Mais ce n’est que le prélude à un changement de perspective encore plus profond :
La vie paraissait plus simple, le monde intérieur allait de soi, il ne faisait même pas l’objet d’un débat. Il était là, impérieux et objectif, et à travers lui brillaient aux yeux de l’âme les anciennes figures qui s’étaient effacées derrière la précipitation des circonstances du monde. L’ombre même de Dieu semblait reposer ici ; il n’était plus impossible de réaliser que les saints veillaient et intercédaient, que Marie était assise sur son trône, que le disque blanc sur l’autel était Jésus-Christ. Il se sentait plus à l’aise, moins désespérément anxieux, plus enfantin, plus satisfait de se reposer sur l’autorité qui affirmait sans explication que le monde, en fait, prouvé par des preuves à l’extérieur et à l’intérieur, avait été fait de telle manière et non de telle autre. Il était assis dans un endroit qui était soit un marigot stagnant de la vie, soit le milieu même de son courant ; il ne savait pas encore lequel des deux.
Mais c’est bientôt réglé. C’est la plénitude de la vie.
En se promenant aujourd’hui dans Rome – qui n’est décidément pas le refuge simplifié et sanctifié de Benson – on ne peut s’empêcher de constater que deux mondes s’opposent.
La ville est essentiellement consacrée au tourisme, ce qui signifie que les visiteurs font du shopping et mangent des plats qu’ils auraient pu tout aussi bien faire chez eux. Il y a des visites d’églises et de ruines anciennes – grégaires et amusantes à leur manière. Mais il s’agit d’une continuation de la mondanité par d’autres moyens.

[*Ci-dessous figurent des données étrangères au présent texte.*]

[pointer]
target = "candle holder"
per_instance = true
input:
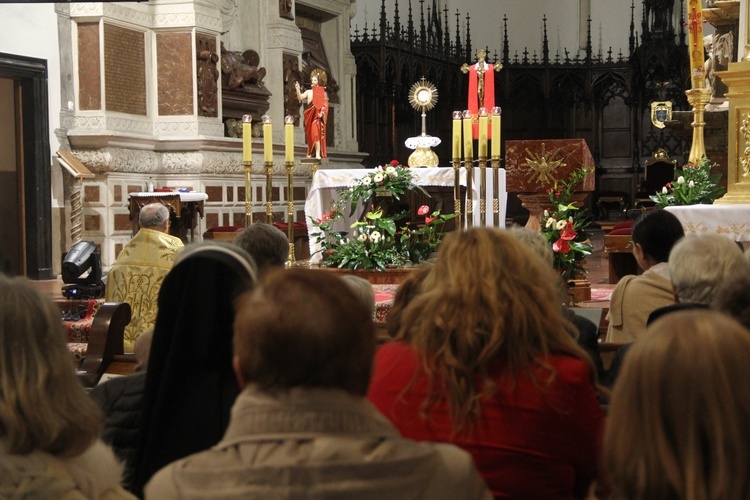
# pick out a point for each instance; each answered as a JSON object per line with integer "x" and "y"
{"x": 247, "y": 163}
{"x": 289, "y": 166}
{"x": 268, "y": 167}
{"x": 698, "y": 98}
{"x": 495, "y": 187}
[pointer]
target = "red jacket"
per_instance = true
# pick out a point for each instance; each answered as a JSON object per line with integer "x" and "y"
{"x": 533, "y": 442}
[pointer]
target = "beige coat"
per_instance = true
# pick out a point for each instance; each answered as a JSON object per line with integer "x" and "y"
{"x": 632, "y": 301}
{"x": 317, "y": 443}
{"x": 95, "y": 474}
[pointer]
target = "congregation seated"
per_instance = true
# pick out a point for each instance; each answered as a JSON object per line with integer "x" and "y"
{"x": 301, "y": 427}
{"x": 485, "y": 360}
{"x": 139, "y": 270}
{"x": 120, "y": 399}
{"x": 635, "y": 296}
{"x": 190, "y": 386}
{"x": 266, "y": 244}
{"x": 677, "y": 425}
{"x": 49, "y": 427}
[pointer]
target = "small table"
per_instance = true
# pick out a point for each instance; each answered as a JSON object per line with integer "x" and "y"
{"x": 183, "y": 208}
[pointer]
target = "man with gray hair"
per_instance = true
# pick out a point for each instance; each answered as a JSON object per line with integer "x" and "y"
{"x": 698, "y": 266}
{"x": 266, "y": 244}
{"x": 139, "y": 270}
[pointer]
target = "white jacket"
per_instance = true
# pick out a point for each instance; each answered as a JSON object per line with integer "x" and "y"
{"x": 317, "y": 443}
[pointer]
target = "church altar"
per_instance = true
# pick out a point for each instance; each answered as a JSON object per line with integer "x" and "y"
{"x": 325, "y": 183}
{"x": 732, "y": 221}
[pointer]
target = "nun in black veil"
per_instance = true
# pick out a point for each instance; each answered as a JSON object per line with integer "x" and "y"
{"x": 190, "y": 384}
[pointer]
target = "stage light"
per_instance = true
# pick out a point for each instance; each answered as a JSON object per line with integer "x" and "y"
{"x": 81, "y": 259}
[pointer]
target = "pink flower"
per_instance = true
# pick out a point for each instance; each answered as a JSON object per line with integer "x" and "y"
{"x": 561, "y": 246}
{"x": 568, "y": 234}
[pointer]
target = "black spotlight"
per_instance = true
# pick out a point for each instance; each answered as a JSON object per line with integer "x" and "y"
{"x": 82, "y": 258}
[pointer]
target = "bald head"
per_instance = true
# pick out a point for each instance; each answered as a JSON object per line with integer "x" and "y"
{"x": 154, "y": 216}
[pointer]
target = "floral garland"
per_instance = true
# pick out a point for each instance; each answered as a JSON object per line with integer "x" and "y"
{"x": 377, "y": 242}
{"x": 563, "y": 225}
{"x": 693, "y": 184}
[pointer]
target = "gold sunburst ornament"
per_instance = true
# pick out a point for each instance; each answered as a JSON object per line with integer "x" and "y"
{"x": 423, "y": 95}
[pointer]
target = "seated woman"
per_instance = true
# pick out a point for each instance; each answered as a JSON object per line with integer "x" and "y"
{"x": 48, "y": 424}
{"x": 678, "y": 420}
{"x": 190, "y": 386}
{"x": 486, "y": 360}
{"x": 634, "y": 297}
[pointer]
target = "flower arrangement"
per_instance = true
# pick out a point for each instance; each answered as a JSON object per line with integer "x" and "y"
{"x": 377, "y": 241}
{"x": 692, "y": 184}
{"x": 392, "y": 180}
{"x": 564, "y": 224}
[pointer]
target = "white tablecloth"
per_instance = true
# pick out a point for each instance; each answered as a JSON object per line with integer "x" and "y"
{"x": 184, "y": 196}
{"x": 732, "y": 221}
{"x": 326, "y": 181}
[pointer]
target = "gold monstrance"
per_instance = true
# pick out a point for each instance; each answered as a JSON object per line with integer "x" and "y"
{"x": 423, "y": 96}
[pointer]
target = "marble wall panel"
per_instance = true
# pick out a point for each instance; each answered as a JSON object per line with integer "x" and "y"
{"x": 174, "y": 74}
{"x": 89, "y": 67}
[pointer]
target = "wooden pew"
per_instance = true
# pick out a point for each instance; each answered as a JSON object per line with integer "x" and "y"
{"x": 105, "y": 339}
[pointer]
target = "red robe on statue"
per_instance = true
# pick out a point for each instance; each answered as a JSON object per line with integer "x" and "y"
{"x": 315, "y": 124}
{"x": 489, "y": 95}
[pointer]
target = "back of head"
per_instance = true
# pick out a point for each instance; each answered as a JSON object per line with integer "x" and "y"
{"x": 267, "y": 244}
{"x": 678, "y": 420}
{"x": 304, "y": 328}
{"x": 190, "y": 384}
{"x": 534, "y": 241}
{"x": 43, "y": 407}
{"x": 489, "y": 299}
{"x": 407, "y": 290}
{"x": 698, "y": 265}
{"x": 733, "y": 298}
{"x": 657, "y": 231}
{"x": 153, "y": 216}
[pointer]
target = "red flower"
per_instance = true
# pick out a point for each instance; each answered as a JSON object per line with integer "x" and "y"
{"x": 568, "y": 233}
{"x": 561, "y": 246}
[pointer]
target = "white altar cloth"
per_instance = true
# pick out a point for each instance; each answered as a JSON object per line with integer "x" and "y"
{"x": 732, "y": 221}
{"x": 326, "y": 181}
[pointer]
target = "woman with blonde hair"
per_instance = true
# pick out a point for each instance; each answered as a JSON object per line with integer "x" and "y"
{"x": 486, "y": 360}
{"x": 49, "y": 426}
{"x": 678, "y": 425}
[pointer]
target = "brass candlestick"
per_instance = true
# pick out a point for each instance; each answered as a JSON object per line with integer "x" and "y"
{"x": 698, "y": 98}
{"x": 469, "y": 164}
{"x": 495, "y": 188}
{"x": 248, "y": 193}
{"x": 268, "y": 166}
{"x": 483, "y": 191}
{"x": 289, "y": 165}
{"x": 457, "y": 190}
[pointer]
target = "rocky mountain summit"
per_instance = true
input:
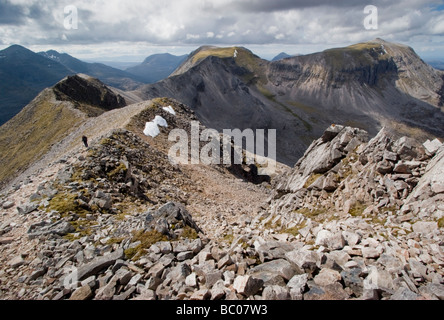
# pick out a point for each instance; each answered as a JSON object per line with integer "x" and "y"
{"x": 369, "y": 85}
{"x": 354, "y": 219}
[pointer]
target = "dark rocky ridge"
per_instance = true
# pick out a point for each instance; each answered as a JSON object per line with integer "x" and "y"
{"x": 367, "y": 85}
{"x": 85, "y": 89}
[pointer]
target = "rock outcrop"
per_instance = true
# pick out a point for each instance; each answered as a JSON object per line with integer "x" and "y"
{"x": 373, "y": 230}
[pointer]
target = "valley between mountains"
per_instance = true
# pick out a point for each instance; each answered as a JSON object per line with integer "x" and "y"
{"x": 353, "y": 211}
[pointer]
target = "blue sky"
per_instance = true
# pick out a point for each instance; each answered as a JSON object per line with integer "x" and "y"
{"x": 131, "y": 30}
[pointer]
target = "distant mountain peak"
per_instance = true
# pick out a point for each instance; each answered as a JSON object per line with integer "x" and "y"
{"x": 280, "y": 56}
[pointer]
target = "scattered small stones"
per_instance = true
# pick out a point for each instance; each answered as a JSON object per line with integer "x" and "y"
{"x": 369, "y": 229}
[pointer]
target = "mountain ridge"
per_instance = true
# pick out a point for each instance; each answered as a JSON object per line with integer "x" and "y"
{"x": 157, "y": 67}
{"x": 365, "y": 84}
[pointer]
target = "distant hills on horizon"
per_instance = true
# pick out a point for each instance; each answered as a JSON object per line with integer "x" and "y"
{"x": 24, "y": 73}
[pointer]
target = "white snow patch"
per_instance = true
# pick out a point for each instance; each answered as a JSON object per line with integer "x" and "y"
{"x": 151, "y": 129}
{"x": 170, "y": 110}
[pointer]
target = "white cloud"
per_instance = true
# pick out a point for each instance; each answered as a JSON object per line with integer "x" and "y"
{"x": 218, "y": 22}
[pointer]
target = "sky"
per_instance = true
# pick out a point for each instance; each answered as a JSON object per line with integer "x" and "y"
{"x": 129, "y": 30}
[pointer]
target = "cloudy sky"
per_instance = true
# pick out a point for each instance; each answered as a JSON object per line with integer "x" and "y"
{"x": 131, "y": 30}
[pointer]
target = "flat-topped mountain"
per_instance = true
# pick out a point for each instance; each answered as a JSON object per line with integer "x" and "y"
{"x": 367, "y": 85}
{"x": 157, "y": 67}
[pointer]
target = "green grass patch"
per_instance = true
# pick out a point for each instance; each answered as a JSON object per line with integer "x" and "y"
{"x": 29, "y": 135}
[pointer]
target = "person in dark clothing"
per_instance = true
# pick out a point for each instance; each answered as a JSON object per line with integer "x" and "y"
{"x": 85, "y": 141}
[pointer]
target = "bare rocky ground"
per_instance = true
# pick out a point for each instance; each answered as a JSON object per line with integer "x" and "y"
{"x": 354, "y": 219}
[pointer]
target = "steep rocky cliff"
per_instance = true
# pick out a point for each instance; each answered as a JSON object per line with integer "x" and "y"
{"x": 367, "y": 85}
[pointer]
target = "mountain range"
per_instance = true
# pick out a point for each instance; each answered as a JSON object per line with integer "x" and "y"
{"x": 353, "y": 211}
{"x": 24, "y": 74}
{"x": 157, "y": 67}
{"x": 367, "y": 85}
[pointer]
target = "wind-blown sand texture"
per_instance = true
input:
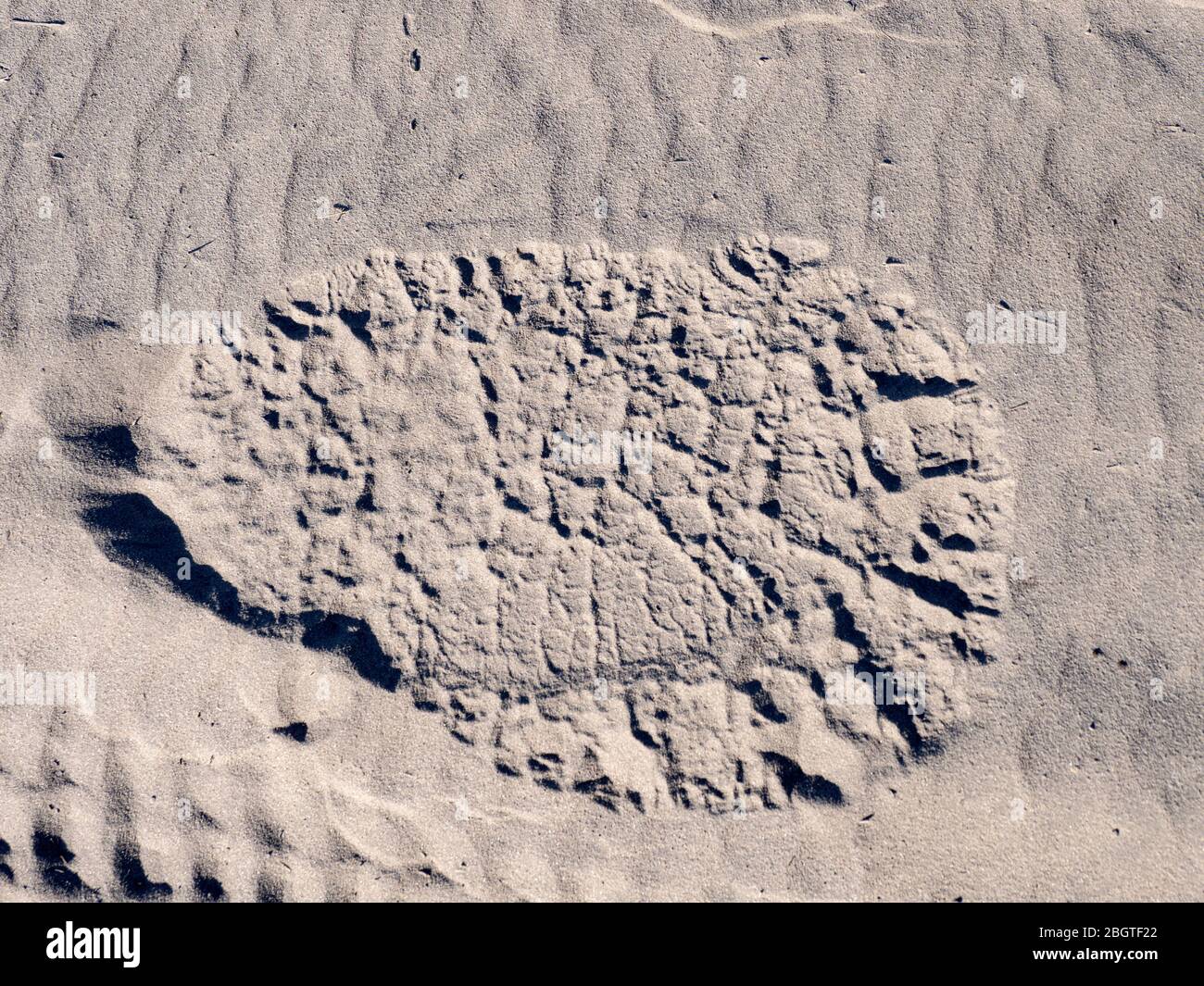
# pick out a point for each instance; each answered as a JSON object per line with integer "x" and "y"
{"x": 602, "y": 397}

Puis il y a l’autre Rome et ceux qui viennent ici en tant que pèlerins et non en tant que touristes. J’ai moi-même lutté lors de cette visite – après toutes les controverses récentes – pour retrouver la magie que j’avais ressentie pour la première fois ici il y a des décennies. Même en pleine guerre froide et en pleine destruction mutuelle assurée, Rome semblait alors plus humaine, au sens de Benson, qu’elle ne l’est aujourd’hui. Et l’Église, sous la houlette de Jean-Paul II nouvellement élu, apparaissait comme une véritable alternative – à tout.
On ne peut s’empêcher de se demander aujourd’hui, si nos maîtres séculiers poursuivent leur œuvre de destruction, si le seul recours des catholiques ne sera pas une vie radicalement différente, comme l’imaginait Benson. Prions Dieu de ne pas en arriver là. Mais comme l’ont noté deux papes, Benson était prophétique : être fidèle aujourd’hui peut exiger d’accepter de grands sacrifices, autrefois inimaginables.